Professores e policiais ganham salários entre os mais baixos do país, o que explica o desempenho cadente da Educação e da Segurança Pública.
Devido ao estado de miséria da cidade, o prefeito Gilberto Kassab é mal-avaliado. Pesquisa Datafolha realizada nos dias 1 e 2 de março com 1.087 moradores da cidade de São Paulo revela que míseros 26% aprovam sua gestão e 36% avaliam como ruim ou péssima
Ainda assim, quem inventou Kassab e fez dele prefeito, o ex-governador José Serra, é líder em todas as pesquisas de intenção de voto para prefeito de São Paulo, ou seja, o paulistano considera que o atual prefeito é uma droga – e é –, mas quer votar em quem fez dele prefeito, o que mostra a total incoerência da maioria da população.
Vá entender o que pensa essa maioria imbecilizada dos paulistanos.
Enquanto isso, a mídia eletrônica é bombardeada por propaganda eleitoral extemporânea e injusta da administração Kassab que certamente pretende beneficiar Serra enquanto que seus adversários não têm espaço. Uma aberração com dinheiro público. Kassab e Serra fazem propaganda eleitoral fora de época e o munícipe é quem paga.

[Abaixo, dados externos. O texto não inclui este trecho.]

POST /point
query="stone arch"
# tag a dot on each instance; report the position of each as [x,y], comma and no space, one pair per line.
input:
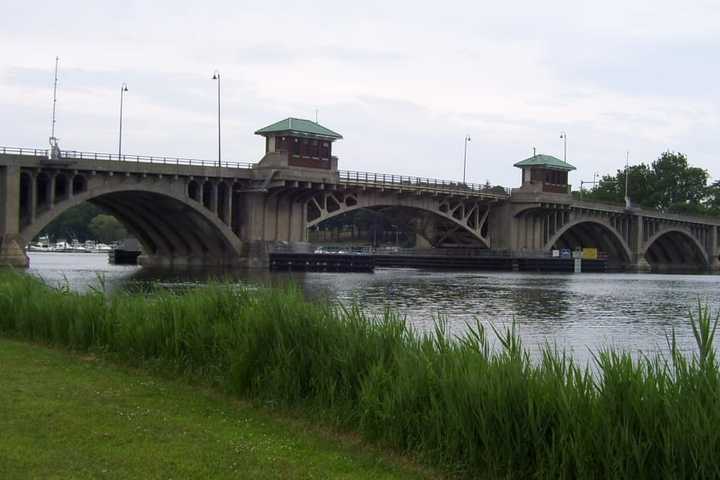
[79,184]
[589,232]
[337,210]
[194,190]
[62,187]
[171,228]
[673,248]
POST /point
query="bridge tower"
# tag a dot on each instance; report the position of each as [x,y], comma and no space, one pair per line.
[545,173]
[298,143]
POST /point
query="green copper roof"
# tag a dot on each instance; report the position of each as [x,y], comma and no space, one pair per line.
[299,127]
[547,161]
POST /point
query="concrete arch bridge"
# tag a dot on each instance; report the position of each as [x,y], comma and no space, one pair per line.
[189,212]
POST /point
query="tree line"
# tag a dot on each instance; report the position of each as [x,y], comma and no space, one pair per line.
[85,222]
[669,184]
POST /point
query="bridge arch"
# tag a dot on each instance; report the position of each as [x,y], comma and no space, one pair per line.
[674,248]
[171,227]
[476,226]
[592,233]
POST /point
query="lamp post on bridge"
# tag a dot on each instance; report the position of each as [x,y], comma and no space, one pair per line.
[123,89]
[467,140]
[216,76]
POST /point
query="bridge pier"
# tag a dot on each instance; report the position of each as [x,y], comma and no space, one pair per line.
[12,245]
[714,249]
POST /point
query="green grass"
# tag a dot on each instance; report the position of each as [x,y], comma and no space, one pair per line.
[456,403]
[66,416]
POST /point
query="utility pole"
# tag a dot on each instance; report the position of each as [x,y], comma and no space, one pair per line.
[627,164]
[52,128]
[123,89]
[467,140]
[54,148]
[216,76]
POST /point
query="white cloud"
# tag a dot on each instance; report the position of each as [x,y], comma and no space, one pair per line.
[403,81]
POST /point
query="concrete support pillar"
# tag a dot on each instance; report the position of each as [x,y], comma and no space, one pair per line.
[228,205]
[70,182]
[50,192]
[12,246]
[252,229]
[637,242]
[33,197]
[714,249]
[213,197]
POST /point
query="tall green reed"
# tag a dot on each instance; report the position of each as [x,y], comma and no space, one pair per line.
[455,402]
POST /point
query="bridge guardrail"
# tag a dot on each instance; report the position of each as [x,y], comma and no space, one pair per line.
[78,155]
[380,179]
[344,176]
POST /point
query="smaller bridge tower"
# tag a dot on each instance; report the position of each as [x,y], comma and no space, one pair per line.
[545,173]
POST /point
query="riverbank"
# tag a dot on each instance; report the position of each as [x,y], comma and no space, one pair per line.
[71,416]
[456,403]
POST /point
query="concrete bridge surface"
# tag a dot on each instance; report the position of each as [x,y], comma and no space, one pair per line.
[193,213]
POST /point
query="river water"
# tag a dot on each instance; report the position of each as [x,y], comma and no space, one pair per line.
[580,313]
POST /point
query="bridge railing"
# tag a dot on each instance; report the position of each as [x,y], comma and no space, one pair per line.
[78,155]
[390,180]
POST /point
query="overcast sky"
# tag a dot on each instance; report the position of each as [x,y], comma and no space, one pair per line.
[402,81]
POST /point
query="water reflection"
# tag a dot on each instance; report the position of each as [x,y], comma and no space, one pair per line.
[577,312]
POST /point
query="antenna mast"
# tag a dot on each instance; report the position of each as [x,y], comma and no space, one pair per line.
[52,131]
[627,164]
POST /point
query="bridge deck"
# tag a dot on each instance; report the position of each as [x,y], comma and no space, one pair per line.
[346,178]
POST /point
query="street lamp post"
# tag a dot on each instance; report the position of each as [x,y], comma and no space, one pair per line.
[627,165]
[216,76]
[467,140]
[123,89]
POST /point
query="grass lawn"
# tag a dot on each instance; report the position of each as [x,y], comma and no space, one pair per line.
[67,416]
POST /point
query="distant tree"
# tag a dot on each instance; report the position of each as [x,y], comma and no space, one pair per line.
[712,198]
[668,184]
[106,229]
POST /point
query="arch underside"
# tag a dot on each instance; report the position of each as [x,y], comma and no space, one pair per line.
[167,228]
[590,234]
[437,228]
[675,250]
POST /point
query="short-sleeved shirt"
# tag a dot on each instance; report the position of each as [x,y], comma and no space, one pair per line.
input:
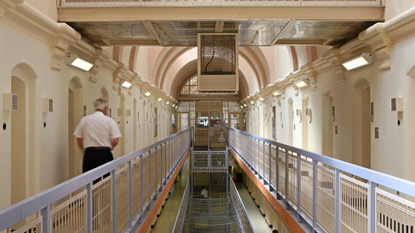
[97,130]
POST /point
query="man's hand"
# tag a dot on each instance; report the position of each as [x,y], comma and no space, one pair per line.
[114,142]
[80,142]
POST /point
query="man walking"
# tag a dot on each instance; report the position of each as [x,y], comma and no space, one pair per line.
[97,135]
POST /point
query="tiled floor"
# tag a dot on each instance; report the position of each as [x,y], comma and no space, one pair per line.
[165,222]
[260,226]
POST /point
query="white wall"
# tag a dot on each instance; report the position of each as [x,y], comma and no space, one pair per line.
[47,158]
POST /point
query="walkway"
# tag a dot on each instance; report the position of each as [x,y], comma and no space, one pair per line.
[165,222]
[260,226]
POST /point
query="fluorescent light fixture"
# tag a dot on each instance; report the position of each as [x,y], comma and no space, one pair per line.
[126,84]
[276,93]
[363,60]
[78,62]
[302,83]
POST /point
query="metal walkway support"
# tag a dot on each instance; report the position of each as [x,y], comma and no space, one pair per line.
[120,202]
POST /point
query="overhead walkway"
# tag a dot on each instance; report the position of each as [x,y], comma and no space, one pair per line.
[327,194]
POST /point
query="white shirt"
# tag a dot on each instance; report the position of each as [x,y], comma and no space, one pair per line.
[204,193]
[97,130]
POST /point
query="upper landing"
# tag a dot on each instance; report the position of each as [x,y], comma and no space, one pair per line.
[258,23]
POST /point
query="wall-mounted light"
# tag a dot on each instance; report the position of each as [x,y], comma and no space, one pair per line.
[363,60]
[147,93]
[276,93]
[79,62]
[47,105]
[302,83]
[125,83]
[10,102]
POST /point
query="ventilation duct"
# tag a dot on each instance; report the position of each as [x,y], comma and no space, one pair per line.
[217,68]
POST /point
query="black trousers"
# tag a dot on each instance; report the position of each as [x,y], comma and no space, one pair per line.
[96,157]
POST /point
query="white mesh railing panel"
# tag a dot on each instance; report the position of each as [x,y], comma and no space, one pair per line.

E o conteúdo da propaganda, então… “Antes não tinha, agora tem”. Rematadas mentiras sobre as escolas municipais. A prefeitura anuncia que pôs dois professores em sala de aula e todos sabem que é conversa mole, que isso existe em uma pequena parte das escolas e funciona mal.
E essa tese de que “Antes não tinha, agora tem”. Como se a direita paulistana tivesse retomado a prefeitura ontem, apesar de que está lá desde 2005.
Em sete anos, a obra social de Marta Suplicy foi totalmente anulada. Todos os programas sociais. Os CEUs foram totalmente desfigurados. Não são mais as belas escolas da gestão petista, tornaram-se maquiagens, pequenas unidades que não oferecem nem um terço do que era oferecido no projeto original.
Os corredores de ônibus que permitiam ao usuário viajar muito mais rápido do que os automóveis, foram desarticulados. O tão alardeado investimento da prefeitura em metrô é uma falácia, existe só o anúncio, o dinheiro não chegou.
E, apesar de ser apresentado como inovação, esse investimento esconde que o orçamento da prefeitura, hoje, é mais do que o dobro que na época de Marta. Com o pais crescendo sob administração do PT, todos os municípios do país têm hoje muito mais recursos.
Pior. Aécio Neves, recentemente, em entrevista ao portal UOL garantiu que o projeto político de Serra continua sendo o de se eleger presidente, o que revela que, mais uma vez, seu vice deverá ser o prefeito de fato da capital paulista caso o tucano se eleja neste ano, pois o prefeito eleito deve abandonar a prefeitura para se candidatar a presidente em 2014.
Apesar de tudo isso, parece-me difícil que alguém tire a eleição de Serra. Sobretudo quando vejo tanta gente vibrar ao ver Maluf na tevê durante a propaganda semestral do seu partido, vertendo aquele discurso criminoso sobre “rota na rua” e “bandido bom é bandido morto”.
Como já disse muitas vezes, nasci na maternidade Pro Matre Paulista, que fica na avenida Paulista com a alameda Joaquim Eugênio de Lima. Sou filho, neto, bisneto e tetraneto de paulistanos. Ainda assim, não agüento mais São Paulo, o egoísmo e a arrogância da população. A sujeira, a falta de segurança. Quero ir embora daqui.